I could have written this myself. My DS is two weeks old and DH is about to go back to work. I have a 16 months old daughter too. She's too young to understand or to reason with. We've spent DHs time off basically eachnlooking after one of them at a time. How on earth do I do it alone? Good luck OP. I'm sure we'll adapt to our new normal. Hopefully the anxiety is worse than the reality.

Usuallyinthemiddle · 17/04/2019 20:34

Our gap was 15 months. You can do this, both of you! Routine. Don't expect too much. Get out of the house!!! Sit when you want to.
You'll find your own normal. If everyone is fed and safe, you're fine! Week 2 will be easier xxx

Lizbiz89 · 17/04/2019 21:34

Thank you for your replies! It's all so daunting isn't it! I remember feeling really nervous with my first dc and now I think what the hell was I worried about! Completely different ball game now. I know we'll get into a routine eventually but still doesn't stop me being anxious. Will definitely be investing in a sling though!

OP posts:
DelphiMum · 18/04/2019 14:06

You are in survival mode. Don’t try and be the perfect interactive mum with the toddler. Just get through these early weeks

  • Sling
  • TV
  • Make sure you leave the house once a day
  • Make sure toddler is set up before you settle for a feed - been to the toilet, got a snack and drink, activity prepped
Easy meals, again don’t do anything adventurous
endofthelinefinally · 18/04/2019 14:14

Batch cook and freeze at the weekend or whenever DH is home. Ditto online shopping. Bulk buy nappies, loo roll, washing powder etc.
There were no computers when mine were at that stage, let alone online shopping, and it was the supermarket run that nearly drove me mad.
Do not attempt housework or cleaning other than the bare essentials.
The weather is improving so pack picnics and go to the park as much as possible. If you know anyone else at the same stage try and join in with them. It makes life easier.

moita · 18/04/2019 20:38

Honestly it'll be fine. It's amazing how quickly you get used to the chaos (16 month gap here). But totally agree with this Go to all the toddler groups you can, there's always someone who'll cuddle a baby while you see to the toddler. And don't be afraid to ask another mum/grandma for help, i.e putting your toddler's coat on or holding the baby while you get the toddler a snack etc. I've found people are only too willing to help but are sometimes afraid of being seen as interfering.

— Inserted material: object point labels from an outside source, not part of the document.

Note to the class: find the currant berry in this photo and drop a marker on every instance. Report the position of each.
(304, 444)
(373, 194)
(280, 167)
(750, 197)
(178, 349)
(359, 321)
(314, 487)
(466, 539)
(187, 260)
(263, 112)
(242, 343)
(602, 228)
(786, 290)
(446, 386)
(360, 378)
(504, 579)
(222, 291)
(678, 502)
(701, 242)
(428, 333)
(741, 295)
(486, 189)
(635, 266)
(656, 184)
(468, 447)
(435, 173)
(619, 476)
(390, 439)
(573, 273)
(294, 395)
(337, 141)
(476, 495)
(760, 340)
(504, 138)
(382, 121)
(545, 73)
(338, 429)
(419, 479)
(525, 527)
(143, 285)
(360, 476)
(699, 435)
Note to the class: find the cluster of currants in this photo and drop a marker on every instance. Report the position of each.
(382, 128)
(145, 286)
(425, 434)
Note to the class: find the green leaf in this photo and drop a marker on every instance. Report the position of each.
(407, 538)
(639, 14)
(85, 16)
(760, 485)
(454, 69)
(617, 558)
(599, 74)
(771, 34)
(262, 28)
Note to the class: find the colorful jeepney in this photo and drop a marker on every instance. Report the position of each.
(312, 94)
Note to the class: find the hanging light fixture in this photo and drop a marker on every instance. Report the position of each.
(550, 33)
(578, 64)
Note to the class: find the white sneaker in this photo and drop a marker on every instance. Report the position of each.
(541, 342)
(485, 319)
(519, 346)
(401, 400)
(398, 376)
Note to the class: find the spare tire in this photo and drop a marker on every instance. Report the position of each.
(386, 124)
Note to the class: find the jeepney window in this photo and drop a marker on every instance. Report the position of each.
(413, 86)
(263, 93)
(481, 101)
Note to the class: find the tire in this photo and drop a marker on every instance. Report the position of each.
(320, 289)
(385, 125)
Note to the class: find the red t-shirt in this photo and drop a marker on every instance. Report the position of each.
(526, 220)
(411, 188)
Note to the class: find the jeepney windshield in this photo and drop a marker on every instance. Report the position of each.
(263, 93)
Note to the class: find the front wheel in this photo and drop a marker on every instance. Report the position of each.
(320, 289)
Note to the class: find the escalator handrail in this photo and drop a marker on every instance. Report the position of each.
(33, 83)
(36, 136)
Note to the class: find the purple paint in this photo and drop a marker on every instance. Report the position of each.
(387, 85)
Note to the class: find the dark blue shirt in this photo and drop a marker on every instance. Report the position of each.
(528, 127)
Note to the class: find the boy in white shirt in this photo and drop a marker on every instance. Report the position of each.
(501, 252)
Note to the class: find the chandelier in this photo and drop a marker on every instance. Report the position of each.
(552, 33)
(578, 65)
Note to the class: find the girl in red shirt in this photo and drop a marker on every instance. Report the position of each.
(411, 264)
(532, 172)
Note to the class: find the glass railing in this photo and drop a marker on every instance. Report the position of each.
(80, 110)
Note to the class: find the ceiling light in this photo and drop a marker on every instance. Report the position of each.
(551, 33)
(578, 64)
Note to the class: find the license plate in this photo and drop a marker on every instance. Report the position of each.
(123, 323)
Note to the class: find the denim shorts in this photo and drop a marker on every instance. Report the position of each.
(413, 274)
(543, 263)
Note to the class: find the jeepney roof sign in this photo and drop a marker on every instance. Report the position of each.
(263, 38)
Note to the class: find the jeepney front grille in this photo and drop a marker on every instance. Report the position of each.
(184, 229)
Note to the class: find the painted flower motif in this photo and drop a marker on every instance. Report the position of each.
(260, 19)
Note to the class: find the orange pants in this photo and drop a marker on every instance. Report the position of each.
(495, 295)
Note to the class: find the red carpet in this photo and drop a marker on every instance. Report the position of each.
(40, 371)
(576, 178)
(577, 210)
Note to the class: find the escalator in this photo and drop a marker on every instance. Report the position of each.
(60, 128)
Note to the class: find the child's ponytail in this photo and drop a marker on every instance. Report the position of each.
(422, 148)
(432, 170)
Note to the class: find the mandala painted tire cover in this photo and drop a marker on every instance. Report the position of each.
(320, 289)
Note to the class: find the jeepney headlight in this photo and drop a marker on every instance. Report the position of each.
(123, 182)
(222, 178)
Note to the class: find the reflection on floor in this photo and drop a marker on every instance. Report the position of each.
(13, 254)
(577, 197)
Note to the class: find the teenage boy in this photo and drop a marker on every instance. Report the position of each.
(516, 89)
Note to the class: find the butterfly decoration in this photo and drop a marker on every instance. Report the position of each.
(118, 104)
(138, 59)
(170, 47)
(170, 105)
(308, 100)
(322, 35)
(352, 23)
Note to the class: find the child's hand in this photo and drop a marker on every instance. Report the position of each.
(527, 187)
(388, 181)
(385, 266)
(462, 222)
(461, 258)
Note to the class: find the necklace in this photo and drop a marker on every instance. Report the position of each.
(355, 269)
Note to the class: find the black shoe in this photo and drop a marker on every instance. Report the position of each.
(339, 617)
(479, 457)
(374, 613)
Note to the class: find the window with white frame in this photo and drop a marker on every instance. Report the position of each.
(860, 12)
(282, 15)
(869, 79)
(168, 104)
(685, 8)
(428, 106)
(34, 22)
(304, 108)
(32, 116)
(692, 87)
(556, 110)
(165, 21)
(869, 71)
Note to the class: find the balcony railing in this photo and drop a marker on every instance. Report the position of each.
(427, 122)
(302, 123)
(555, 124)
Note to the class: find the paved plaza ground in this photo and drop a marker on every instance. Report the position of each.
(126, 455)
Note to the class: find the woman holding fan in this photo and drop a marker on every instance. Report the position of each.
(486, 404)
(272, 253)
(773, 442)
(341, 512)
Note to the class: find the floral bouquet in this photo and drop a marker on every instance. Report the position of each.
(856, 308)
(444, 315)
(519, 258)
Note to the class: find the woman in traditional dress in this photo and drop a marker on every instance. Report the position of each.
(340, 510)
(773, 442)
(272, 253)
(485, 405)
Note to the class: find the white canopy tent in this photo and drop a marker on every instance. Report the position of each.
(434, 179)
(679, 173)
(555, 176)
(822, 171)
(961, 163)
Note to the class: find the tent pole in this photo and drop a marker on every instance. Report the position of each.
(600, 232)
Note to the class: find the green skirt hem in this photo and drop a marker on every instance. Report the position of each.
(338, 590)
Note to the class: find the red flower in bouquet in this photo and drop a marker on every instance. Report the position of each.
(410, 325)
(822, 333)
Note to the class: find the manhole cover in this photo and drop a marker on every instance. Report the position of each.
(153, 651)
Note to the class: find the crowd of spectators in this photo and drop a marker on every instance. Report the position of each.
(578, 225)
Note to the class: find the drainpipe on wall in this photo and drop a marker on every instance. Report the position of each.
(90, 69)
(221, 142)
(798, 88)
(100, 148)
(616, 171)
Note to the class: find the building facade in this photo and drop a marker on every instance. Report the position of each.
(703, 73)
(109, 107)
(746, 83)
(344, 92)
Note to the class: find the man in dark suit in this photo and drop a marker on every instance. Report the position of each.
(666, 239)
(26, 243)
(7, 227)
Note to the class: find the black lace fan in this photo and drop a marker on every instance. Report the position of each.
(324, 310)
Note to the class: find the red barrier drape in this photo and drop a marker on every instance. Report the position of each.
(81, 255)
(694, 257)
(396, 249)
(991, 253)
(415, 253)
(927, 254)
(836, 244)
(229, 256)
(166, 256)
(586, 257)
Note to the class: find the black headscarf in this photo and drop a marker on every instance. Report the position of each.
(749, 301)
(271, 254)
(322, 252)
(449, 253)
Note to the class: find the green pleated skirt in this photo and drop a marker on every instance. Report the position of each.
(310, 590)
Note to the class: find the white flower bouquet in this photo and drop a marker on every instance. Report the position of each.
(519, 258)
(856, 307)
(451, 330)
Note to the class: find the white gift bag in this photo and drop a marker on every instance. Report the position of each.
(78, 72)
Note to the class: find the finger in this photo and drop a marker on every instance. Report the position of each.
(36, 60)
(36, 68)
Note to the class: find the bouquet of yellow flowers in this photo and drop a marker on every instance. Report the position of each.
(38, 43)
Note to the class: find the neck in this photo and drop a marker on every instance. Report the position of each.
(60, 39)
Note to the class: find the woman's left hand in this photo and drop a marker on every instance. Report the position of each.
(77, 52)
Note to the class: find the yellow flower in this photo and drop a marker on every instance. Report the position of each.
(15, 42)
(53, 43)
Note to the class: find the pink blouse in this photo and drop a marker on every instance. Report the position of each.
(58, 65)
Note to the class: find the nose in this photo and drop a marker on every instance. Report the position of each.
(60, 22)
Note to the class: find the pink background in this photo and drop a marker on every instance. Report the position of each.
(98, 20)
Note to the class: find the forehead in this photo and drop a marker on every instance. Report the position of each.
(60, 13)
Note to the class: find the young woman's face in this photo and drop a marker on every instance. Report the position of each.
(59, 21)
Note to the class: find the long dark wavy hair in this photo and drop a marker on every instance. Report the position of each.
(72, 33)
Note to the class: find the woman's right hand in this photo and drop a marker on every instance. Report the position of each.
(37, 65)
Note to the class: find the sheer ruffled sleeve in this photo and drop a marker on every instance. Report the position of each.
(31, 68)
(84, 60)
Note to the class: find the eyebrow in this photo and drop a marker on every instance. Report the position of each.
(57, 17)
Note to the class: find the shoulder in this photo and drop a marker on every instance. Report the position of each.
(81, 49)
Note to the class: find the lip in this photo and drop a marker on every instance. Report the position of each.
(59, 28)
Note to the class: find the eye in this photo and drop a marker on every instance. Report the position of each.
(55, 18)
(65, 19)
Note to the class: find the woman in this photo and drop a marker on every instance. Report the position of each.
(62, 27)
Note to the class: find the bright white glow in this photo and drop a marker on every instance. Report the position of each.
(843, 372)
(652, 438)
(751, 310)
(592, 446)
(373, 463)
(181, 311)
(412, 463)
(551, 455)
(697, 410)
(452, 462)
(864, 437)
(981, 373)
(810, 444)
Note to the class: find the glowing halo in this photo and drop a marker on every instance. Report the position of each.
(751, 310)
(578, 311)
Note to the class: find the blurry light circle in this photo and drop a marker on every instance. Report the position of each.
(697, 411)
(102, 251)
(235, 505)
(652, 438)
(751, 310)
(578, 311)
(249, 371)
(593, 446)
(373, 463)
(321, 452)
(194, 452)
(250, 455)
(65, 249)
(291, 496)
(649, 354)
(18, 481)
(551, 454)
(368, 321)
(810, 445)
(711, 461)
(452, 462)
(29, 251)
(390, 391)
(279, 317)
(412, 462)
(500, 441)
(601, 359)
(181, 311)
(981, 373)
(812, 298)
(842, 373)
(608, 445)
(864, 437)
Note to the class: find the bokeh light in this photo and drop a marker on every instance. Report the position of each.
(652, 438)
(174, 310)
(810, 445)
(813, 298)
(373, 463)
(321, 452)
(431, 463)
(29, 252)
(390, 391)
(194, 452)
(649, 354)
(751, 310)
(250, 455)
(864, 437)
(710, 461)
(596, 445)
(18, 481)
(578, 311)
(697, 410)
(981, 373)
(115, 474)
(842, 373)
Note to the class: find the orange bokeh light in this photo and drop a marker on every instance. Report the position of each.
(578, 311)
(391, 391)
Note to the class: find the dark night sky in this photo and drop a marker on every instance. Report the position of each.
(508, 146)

Lizbiz89 · 20/04/2019 10:57

Thank you everyone for your advice! DH is home for another week so I'm going to start being a bit more independent next week, just to ease myself into it. Already bought nursing sling and making sure I I'm up and about whilst breastfeeding if toddler needs me. I know it'll all settle but I always find the anxiety is much worse than reality!

OP posts:
user1468348545 · 21/04/2019 17:46

Someone suggested to me a box of toys specifically that comes out when feeding the baby so toddler is entertained by different items to normal x

ReturnfromtheStars · 22/04/2019 01:53

I felt the same, completely terrified! Box of special toys worked, toddler loved cuddling and extra attention while breastfeeding, e.g. reading a book for her. It really is possible with loads of cushions to support everyone.

Sling worked too, toddler in pushchair, baby in sling and off to a toddler group.

Despite being initially terrified, it was actually nicer with chatty toddler in tow :). I was more confident, relaxed and less anxious even though I felt I have forgotten everything and second child was very different anyway.

The first day your husband is back to work it will be fine, the lead-up is worse.